Bacillus subtilis forms robust biofilms in the presence of large amounts of carbon sources, such as glycerol. However, little is known about the importance of the metabolic systems, or the relationship between metabolic systems and regulatory systems, involved in biofilm formation. Glutamate synthase, encoded by gltAB, is an enzyme that converts 2-ketoglutarate (a tricarboxylic acid [TCA] cycle intermediate) and glutamine into glutamate, which is a general amino group donor in metabolism. Here, we show that a ΔgltA mutant exhibited early arrest of biofilm formation in complex medium containing glycerol. This phenotype was not due to glutamate auxotrophy. Consistent with its biofilm formation phenotype, the ΔgltA mutant exhibited an early decrease in expression of the epsA and tapA operons, which are responsible for production of biofilm matrix polymers. This resulted from decreased activity of their regulator, Spo0A, as evidenced by reduced expression of other Spo0A-regulated genes in the ΔgltA mutant. The ΔgltA mutation prevented biofilm formation only in the presence of large amounts of glycerol. Moreover, limited expression of citrate synthase (but not other TCA enzymes) restored biofilm-forming ability to the ΔgltA mutant. These results indicate that the ΔgltA mutant accumulates an inhibitory intermediate (citrate) in the TCA cycle in the presence of large amounts of glycerol. The ΔgltA mutant formed biofilms when excess iron was added to the medium. Taken together, the data suggest that accumulation of citrate ions by the ΔgltA mutant causes iron shortage due to chelation, which prevents activation of Spo0A and causes defective biofilm formation.
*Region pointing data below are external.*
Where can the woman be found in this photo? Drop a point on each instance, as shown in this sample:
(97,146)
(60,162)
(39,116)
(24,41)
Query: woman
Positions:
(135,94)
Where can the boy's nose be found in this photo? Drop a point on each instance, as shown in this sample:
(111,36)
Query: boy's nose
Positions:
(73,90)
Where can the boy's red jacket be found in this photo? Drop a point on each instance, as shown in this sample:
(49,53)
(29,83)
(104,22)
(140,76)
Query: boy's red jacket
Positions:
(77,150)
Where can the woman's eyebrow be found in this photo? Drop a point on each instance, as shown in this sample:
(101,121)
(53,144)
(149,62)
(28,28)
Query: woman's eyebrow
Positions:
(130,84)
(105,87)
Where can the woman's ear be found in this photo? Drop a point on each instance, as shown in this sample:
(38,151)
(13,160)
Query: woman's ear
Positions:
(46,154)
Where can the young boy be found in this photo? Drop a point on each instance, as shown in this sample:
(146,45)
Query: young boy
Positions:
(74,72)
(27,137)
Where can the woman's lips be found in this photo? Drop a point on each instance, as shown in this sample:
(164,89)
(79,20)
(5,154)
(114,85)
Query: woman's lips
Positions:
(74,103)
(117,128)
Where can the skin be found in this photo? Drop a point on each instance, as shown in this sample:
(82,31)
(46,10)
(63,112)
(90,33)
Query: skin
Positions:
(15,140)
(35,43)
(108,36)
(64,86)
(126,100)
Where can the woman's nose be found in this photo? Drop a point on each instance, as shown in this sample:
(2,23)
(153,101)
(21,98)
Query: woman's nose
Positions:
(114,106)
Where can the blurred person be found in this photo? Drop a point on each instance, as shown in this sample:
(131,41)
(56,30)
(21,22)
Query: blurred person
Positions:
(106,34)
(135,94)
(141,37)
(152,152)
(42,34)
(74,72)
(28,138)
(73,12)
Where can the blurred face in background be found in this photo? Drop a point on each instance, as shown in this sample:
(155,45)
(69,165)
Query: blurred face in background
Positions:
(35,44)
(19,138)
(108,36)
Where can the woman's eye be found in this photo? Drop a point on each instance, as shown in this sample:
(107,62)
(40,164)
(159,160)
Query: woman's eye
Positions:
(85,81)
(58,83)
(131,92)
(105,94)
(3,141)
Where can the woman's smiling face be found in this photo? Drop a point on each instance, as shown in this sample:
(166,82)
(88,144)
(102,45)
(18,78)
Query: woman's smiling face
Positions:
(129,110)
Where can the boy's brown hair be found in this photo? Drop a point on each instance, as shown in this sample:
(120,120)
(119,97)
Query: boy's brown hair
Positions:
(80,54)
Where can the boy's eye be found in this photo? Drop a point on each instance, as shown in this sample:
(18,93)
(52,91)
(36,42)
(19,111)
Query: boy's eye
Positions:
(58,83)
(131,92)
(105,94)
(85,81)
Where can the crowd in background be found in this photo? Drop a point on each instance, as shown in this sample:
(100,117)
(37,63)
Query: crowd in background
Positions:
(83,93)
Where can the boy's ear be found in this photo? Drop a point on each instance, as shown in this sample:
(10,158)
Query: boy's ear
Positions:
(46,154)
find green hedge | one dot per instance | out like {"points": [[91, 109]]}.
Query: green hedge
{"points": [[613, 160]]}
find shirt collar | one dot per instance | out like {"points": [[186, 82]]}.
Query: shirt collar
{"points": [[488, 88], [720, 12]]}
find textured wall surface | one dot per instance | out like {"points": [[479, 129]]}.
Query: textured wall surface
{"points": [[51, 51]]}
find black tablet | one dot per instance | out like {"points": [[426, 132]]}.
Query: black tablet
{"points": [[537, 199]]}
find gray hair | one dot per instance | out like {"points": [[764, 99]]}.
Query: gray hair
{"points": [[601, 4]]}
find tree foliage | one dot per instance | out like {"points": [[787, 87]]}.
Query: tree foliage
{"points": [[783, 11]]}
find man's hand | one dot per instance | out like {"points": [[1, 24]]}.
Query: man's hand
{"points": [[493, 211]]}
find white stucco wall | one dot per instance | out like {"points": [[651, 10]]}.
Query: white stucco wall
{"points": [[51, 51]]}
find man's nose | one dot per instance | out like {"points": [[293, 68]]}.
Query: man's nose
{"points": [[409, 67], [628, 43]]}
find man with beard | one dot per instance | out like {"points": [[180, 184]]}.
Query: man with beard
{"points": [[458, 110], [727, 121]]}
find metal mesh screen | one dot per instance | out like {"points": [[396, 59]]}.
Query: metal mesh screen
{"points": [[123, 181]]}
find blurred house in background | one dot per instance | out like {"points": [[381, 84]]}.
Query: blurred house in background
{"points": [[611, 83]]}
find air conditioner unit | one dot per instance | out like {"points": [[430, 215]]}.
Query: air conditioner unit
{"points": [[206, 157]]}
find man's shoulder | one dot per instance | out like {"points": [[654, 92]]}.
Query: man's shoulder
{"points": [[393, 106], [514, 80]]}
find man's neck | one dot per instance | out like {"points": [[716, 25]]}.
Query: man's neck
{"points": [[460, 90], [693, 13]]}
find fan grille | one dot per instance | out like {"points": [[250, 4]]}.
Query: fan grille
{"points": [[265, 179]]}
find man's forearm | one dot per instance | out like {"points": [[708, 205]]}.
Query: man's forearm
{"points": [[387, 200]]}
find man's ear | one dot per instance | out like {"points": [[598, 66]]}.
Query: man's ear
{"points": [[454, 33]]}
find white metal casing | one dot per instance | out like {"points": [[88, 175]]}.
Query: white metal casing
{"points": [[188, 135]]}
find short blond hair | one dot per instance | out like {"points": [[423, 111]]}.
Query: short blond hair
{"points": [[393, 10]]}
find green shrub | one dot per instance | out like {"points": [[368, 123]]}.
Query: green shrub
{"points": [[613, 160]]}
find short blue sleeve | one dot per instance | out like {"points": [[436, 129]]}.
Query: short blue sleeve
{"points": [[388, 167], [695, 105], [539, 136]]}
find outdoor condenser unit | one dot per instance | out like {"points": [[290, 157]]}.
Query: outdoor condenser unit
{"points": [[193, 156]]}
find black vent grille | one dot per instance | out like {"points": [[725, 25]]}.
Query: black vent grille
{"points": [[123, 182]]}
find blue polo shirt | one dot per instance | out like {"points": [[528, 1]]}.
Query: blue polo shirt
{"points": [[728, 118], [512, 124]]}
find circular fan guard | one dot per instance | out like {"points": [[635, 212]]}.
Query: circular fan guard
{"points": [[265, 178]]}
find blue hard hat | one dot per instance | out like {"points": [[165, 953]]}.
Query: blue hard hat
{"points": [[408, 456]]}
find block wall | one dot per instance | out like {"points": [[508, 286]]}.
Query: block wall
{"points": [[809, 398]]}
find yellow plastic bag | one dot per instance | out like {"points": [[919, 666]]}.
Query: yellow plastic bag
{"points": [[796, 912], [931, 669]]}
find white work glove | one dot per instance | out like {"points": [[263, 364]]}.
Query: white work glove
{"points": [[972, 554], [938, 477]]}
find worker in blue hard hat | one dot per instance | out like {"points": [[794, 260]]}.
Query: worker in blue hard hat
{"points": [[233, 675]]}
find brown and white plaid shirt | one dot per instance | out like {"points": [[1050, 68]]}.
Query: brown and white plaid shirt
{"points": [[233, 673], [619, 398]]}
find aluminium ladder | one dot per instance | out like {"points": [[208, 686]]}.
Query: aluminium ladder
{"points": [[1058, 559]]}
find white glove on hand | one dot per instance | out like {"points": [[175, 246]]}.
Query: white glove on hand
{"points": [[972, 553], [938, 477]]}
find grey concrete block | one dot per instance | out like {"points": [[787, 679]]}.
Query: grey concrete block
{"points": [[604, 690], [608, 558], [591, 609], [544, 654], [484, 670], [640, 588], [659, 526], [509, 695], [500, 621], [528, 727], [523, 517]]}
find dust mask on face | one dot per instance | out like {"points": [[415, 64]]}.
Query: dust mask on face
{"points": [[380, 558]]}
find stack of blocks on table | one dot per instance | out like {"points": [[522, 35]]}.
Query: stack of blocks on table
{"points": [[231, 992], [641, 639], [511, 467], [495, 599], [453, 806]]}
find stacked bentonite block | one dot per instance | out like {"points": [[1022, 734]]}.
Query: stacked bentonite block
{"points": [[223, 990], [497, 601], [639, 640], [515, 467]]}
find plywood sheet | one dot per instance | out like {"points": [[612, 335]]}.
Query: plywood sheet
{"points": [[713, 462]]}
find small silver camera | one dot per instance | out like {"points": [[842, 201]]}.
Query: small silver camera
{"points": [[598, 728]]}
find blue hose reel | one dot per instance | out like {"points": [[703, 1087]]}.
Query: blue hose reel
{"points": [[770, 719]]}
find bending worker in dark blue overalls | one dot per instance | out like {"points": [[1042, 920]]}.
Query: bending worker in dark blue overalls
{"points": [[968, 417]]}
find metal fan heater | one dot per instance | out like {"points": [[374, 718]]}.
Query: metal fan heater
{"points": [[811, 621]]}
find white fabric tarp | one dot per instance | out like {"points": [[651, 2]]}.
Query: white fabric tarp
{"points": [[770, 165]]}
IMPORTANCE Bacillus subtilis, a model organism for bacterial biofilm formation, forms robust biofilms in a medium-dependent manner. Although the regulatory network that controls biofilm formation has been well studied, the importance of the underlying metabolic systems remains to be elucidated. The present study demonstrates that a metabolic disorder in a well-conserved metabolic system causes accumulation of an inhibitory metabolic intermediate that prevents activation of the system that regulates biofilm formation. These findings increase our understanding of the coordination between cellular metabolic status and the regulatory networks governing biofilm formation.